Q: My wife and I are in our 80s and in good health. We have no real estate or debts. Our possessions are minimal. We have money-market accounts and CDs, but the amounts are nowhere near estate-tax level. We plan to leave our estate to our three children and four charities. Can this be accomplished with seven money-market accounts in the names of my wife and myself, with the other eventual recipients listed as PODs (pay on death)? We have a checking account in which our son is a partner. A list of all personal items and designated heirs will be held by all three children. It looks to me as if things should work smoothly. What do you think?
H.D.W., Logan, Utah
A: Your "targeted bucket" estate plan approach sounds simple. "But the devil, as usual, is in the details," says Raymond Benton, a certified financial planner in Denver.
Unless the assets in each of the proposed accounts are left untouched and the amounts are identical, problems may arise, says Mr. Benton.
As you access the accounts to pay expenses, and since CDs and money markets earn differing amounts, Benton believes that over time, some accounts will be bigger than others. While the distributions at death will be smooth - the accounts will pass to the named beneficiary - the final amounts given may not be perceived as equitable by your heirs.
You also say that your son is a "partner" on your bank account. If it is held as "joint tenancy with right of survivorship," it will pass directly to your son. Thus, any of his creditors might be able to dun his portion of the account even during your lifetimes. These problems can be avoided by registering the son as power of attorney on the account rather than as a joint owner.
And, Benton asks, what about disability or incapacity? If your power of attorney is not specified as "durable," it may lose efficacy in the event of your disability. If it was written for financial purposes, it may not contain language specific to let health decisions be made on your behalf.
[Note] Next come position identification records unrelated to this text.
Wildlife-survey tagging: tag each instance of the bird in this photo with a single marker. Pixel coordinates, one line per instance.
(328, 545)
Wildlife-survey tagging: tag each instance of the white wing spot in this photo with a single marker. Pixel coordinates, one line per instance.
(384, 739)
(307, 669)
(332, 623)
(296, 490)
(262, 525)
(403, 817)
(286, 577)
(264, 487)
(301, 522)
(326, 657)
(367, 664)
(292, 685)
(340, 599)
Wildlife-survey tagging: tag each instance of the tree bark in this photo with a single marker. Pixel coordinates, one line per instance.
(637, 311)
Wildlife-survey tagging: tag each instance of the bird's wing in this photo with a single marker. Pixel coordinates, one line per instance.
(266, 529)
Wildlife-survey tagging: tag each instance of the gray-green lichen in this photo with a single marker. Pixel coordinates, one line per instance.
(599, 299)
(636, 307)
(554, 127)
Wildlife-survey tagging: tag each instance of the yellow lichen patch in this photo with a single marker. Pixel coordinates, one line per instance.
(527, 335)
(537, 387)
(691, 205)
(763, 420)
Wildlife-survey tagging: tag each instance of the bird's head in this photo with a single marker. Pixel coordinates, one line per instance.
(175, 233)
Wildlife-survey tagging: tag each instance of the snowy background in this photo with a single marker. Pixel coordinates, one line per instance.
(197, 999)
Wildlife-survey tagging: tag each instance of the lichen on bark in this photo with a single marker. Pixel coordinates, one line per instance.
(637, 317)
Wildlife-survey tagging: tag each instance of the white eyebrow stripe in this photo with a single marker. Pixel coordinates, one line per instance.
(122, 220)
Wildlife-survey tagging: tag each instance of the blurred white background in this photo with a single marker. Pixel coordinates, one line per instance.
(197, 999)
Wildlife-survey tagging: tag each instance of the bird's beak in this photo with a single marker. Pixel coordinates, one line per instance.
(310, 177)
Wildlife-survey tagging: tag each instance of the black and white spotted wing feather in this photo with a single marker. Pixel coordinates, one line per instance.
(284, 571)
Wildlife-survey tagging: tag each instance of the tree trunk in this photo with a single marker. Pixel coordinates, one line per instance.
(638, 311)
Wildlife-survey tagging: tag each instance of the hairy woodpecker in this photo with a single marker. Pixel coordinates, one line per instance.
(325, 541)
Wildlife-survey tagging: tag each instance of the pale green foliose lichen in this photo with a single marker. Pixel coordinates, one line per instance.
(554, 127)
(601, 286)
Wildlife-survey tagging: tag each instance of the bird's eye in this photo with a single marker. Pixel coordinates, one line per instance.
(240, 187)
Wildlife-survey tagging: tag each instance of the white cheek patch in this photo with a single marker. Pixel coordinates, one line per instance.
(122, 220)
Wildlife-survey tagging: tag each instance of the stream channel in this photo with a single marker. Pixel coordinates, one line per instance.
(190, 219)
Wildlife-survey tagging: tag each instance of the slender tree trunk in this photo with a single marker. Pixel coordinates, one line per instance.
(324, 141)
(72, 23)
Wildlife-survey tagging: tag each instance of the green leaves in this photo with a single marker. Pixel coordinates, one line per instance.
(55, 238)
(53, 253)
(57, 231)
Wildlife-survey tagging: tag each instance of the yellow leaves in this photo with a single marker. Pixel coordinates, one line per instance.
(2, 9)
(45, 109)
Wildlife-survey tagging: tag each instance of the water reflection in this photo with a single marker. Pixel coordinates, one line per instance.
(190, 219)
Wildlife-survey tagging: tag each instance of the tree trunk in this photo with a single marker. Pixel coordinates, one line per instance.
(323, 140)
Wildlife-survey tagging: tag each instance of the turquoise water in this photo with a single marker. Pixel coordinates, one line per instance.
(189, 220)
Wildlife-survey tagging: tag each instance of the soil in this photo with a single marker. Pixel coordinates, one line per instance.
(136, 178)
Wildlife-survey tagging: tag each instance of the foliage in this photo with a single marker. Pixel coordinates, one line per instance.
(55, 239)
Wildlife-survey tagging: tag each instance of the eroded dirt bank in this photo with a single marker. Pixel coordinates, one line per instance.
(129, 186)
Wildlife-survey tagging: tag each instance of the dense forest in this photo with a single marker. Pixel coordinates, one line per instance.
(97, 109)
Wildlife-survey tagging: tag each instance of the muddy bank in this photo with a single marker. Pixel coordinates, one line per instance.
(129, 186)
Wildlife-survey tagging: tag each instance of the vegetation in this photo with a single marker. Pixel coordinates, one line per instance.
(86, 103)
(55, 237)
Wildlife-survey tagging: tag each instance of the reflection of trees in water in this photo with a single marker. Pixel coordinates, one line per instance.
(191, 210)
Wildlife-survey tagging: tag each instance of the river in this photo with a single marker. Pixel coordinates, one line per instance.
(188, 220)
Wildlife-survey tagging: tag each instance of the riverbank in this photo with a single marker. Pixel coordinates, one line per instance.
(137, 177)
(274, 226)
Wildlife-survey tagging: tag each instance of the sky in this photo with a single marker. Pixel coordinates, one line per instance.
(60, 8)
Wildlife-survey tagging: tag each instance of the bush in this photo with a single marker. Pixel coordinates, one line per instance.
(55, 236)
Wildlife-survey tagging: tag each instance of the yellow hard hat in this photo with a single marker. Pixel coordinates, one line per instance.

A revocable living trust or a "standby" trust might be a better solution and would provide better protection against conservatorship or guardianship proceedings. Benton points out that the need for security, flexibility, and stability in planning for smaller estates is more urgent than for larger ones, since resources are more limited and mistakes can be more damaging. A good resource on these issues is www.nolo.com, which contains self-help legal information.